Shi et al. also observed infected patients with diabetes who died were older, were more likely to have hypertension and CVD and presented more dyspnea compared with survivors although frequency of CKD was probable between groups [11]. It should be noted that there were no significant difference in frequency of hypertension and CVD as well as percentage of ACEIs/ARBs and statins consumption between survivors and non-survivors in our study.
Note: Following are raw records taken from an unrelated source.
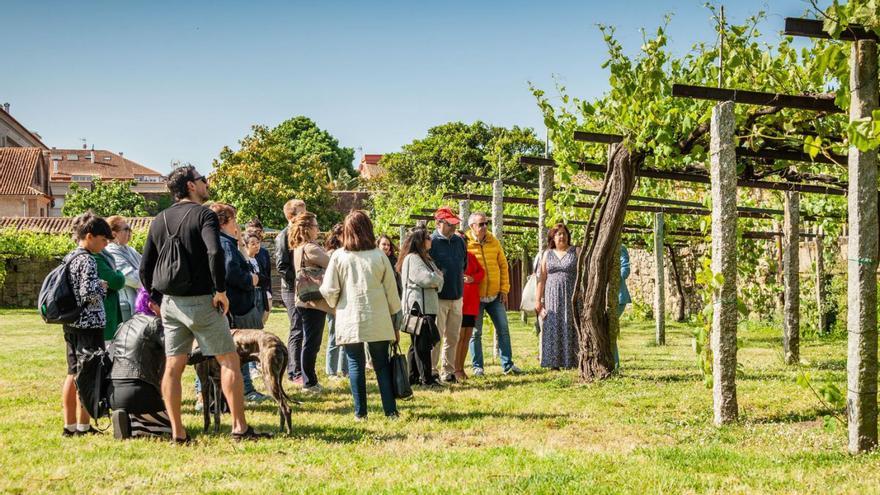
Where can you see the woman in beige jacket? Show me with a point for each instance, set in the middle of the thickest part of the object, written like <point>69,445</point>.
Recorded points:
<point>308,255</point>
<point>360,285</point>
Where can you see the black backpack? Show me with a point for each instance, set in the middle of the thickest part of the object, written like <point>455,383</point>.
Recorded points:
<point>57,302</point>
<point>93,382</point>
<point>171,275</point>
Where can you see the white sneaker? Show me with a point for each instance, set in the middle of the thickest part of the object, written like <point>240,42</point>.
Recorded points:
<point>314,389</point>
<point>513,370</point>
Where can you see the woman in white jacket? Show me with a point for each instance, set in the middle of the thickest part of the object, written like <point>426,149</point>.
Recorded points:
<point>128,261</point>
<point>421,280</point>
<point>359,283</point>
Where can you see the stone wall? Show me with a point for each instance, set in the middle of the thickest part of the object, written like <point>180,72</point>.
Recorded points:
<point>24,276</point>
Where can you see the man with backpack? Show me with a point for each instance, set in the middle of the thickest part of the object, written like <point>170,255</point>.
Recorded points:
<point>86,333</point>
<point>184,262</point>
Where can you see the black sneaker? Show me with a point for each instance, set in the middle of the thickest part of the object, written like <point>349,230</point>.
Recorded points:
<point>90,431</point>
<point>121,425</point>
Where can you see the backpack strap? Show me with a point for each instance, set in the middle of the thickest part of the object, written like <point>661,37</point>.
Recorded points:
<point>179,226</point>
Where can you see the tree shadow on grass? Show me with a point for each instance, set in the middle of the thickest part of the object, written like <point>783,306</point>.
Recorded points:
<point>790,417</point>
<point>337,434</point>
<point>455,416</point>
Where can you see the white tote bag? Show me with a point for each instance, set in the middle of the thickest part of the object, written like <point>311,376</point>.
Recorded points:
<point>529,297</point>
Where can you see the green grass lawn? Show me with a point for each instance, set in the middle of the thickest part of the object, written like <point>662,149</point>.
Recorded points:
<point>646,431</point>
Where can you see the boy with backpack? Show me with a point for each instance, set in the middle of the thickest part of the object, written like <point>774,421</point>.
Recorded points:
<point>86,332</point>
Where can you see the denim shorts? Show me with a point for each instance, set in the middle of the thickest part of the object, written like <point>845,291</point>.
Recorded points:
<point>188,318</point>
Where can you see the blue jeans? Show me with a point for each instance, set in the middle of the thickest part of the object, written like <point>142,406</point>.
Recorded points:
<point>498,314</point>
<point>358,379</point>
<point>336,361</point>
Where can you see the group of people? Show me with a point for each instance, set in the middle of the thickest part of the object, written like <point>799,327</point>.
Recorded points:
<point>200,276</point>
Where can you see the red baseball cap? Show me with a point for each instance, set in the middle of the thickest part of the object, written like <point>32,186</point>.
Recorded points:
<point>447,216</point>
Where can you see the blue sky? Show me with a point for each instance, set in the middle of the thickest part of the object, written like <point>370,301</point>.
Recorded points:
<point>164,81</point>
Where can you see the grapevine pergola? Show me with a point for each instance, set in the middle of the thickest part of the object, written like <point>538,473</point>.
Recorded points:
<point>596,269</point>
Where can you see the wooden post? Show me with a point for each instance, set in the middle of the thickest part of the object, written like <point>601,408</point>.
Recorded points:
<point>820,281</point>
<point>545,193</point>
<point>724,316</point>
<point>659,281</point>
<point>497,208</point>
<point>780,297</point>
<point>464,211</point>
<point>790,268</point>
<point>861,363</point>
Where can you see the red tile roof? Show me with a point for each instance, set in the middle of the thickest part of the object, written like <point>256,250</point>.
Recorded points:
<point>371,159</point>
<point>107,165</point>
<point>18,171</point>
<point>59,225</point>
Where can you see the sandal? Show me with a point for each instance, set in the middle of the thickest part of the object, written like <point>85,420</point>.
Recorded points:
<point>182,441</point>
<point>250,434</point>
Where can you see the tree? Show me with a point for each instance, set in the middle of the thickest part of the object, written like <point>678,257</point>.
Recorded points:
<point>105,198</point>
<point>665,132</point>
<point>454,149</point>
<point>295,159</point>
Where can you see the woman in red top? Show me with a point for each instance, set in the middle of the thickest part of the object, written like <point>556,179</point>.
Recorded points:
<point>473,275</point>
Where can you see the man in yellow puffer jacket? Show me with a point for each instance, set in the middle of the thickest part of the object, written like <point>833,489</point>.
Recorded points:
<point>493,293</point>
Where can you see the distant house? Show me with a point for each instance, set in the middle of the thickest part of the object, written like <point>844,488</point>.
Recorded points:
<point>82,166</point>
<point>14,135</point>
<point>369,167</point>
<point>24,183</point>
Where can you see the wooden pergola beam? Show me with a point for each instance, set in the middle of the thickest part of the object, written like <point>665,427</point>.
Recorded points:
<point>745,212</point>
<point>532,185</point>
<point>597,137</point>
<point>803,102</point>
<point>792,156</point>
<point>812,28</point>
<point>697,178</point>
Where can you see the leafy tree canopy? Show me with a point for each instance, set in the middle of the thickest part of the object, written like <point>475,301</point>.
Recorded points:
<point>296,159</point>
<point>455,148</point>
<point>105,199</point>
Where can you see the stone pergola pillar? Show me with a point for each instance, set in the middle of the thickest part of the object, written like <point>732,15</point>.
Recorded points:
<point>464,211</point>
<point>861,363</point>
<point>497,208</point>
<point>545,193</point>
<point>659,281</point>
<point>790,268</point>
<point>724,217</point>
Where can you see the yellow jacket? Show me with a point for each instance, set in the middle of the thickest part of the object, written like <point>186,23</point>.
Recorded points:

Contrary to the recent hypothesis which related severity of COVID-19 infection to elevated expression of ACE2 in those treated with ACEI/ARB drugs [12–14], we did not observe any significant differences in use of these drugs between survivor and non-survivor groups.

According to the laboratory findings, non-survivors had lower lymphocyte count and higher counts of WBC and neutrophil besides higher concentration of serum creatinine, CRP, LDH, CPK and CPK-MB, but lower concentration of Hb compared to survivors, reflecting severe inflammatory response and cardiac and renal impairments in non-survivors. Our findings were in agreement with previous observations in COVID-19 patients [11, 15–17]. These biochemical abnormalities point to that covid-19 infection may be lead to progressive systemic injuries and consequently death in diabetic patients. The mechanisms linking diabetes with high risk of mortality were pulmonary dysfunction and deleterious inflammation which has been indicated in results of comparison between survivors and non-survivors [15, 18]. Chen et al. indicated CRP as the only risk factor for mortality in diabetic patients with COVID-19 as a clinical manifestation of systemic inflammation [19]. This imbalance between pro-inflammation and anti-inflammation process could partly explained the reported association between diabetes and low pulmonary function [20].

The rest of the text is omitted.